Puis vient Dinos, seul sur scène (pas de back) avec un jeu de lumière sobre, minimal. Le rappeur a « quitté le tié-car », vient défendre son album Stamina (+ Stamina, Memento)… et annoncer son album à venir, Hiver à Paris (apparemment, il y a des CD et des vinyles prévus pour tout le monde, ne vous privez pas). Il indique aussi une date à l’Accor Arena (le 10 mars, vous êtes conviés), tombe par certains moments dans l’ego trop (c’est comme l’ego-trip, mais en un peu trop), termine lui aussi dans la fosse. « Le bonheur est dans les choses simples », assure-t-il pourtant. On veut bien le croire.
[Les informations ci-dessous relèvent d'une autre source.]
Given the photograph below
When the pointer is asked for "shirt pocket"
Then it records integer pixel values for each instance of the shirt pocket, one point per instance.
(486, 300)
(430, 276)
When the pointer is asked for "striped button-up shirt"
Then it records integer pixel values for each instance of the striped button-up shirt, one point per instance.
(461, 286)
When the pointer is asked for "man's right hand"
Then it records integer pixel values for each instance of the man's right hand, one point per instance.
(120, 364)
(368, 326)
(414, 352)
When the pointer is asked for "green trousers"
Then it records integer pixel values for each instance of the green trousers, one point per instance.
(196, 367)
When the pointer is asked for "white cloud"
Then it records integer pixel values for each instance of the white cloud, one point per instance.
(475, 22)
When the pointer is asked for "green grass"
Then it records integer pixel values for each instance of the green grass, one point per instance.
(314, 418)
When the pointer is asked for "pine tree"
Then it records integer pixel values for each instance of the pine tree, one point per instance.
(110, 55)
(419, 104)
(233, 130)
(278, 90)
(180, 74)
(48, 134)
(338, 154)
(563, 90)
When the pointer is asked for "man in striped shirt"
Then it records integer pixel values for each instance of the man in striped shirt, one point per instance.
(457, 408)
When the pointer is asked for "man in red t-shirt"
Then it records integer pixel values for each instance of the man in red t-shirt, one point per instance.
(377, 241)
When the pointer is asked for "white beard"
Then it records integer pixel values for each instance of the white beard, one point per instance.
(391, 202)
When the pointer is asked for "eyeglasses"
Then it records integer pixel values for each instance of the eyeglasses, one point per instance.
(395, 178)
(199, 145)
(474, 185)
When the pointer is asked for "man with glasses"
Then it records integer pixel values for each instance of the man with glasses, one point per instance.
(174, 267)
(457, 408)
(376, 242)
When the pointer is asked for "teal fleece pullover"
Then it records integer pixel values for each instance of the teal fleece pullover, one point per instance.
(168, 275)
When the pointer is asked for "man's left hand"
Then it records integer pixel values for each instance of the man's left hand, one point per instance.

« J’la ferai tant qu’on n’aura pas foutu le feu sur ce morceau, Nancy ! », il prévient au moment d’entonner « Xnxx », l’un de ses tubes. « Les Champs Élysées brillent avec la lumière de l’Afrique / Des anges avec des gilets pare-balles vi-ser dans ma street / J’veux changer de galaxie même pas changer de pays / Mes paupières tremblent seules, j’suis nerveux comme le GTI / Des larmes sur le sol, du sang sur le mur ». On recommence. Plusieurs fois. Ouais, ça fini par marcher, et pas qu’un peu. Dans la fosse, encore. Énergie folle, rage barge, cordes vocales qui manquent de se briser. On finit sur un uppercut qui laisse tout le monde k.o.
BPM
À quelques mètres du Chapiteau, au Magic Mirrors cette fois, les kids terminent la soirée fracassés par le le live de Makala (un rappeur suisse d’origine congolais, qui s’y connaît en bringues d’afterwork). D’autres ont réservé leur place à L’Autre Canal, la SMAC nancéienne en périphérie de la ville (tu passes le canal, dix minutes à pied, c’est bon), la soirée est placée sous l’emprise des 140 BPM de la musique techno. Les pulsations sont d’abord l’œuvre du très underground collectif nancéien CTL!, qui fête ses dix ans (bon anniversaire à eux). Dans la salle, des genres d’étoiles au plafond et des lumières stroboscopiques. C’est un autre monde où il semble facile de se percher. Puis, à côté, le set de l’Hambourgeoise Helena Hauff, qui mixe l’électro, l’EBM, la techno, le post-punk, tout ce qui peut faire pulser les corps. Après, c’est le trou noir.
Jusqu’à ce soir. À votre tour ! Aujourd’hui : Piers Faccini, Anne Paceo, Jungle by Night ou Nina Attal… et tous les soirs jusqu’au samedi 15 octobre. Faites vos jeux, serrez les coudes : vous serez environ 100 000 personnes sur ces deux semaines de Nancy Jazz Pulsations.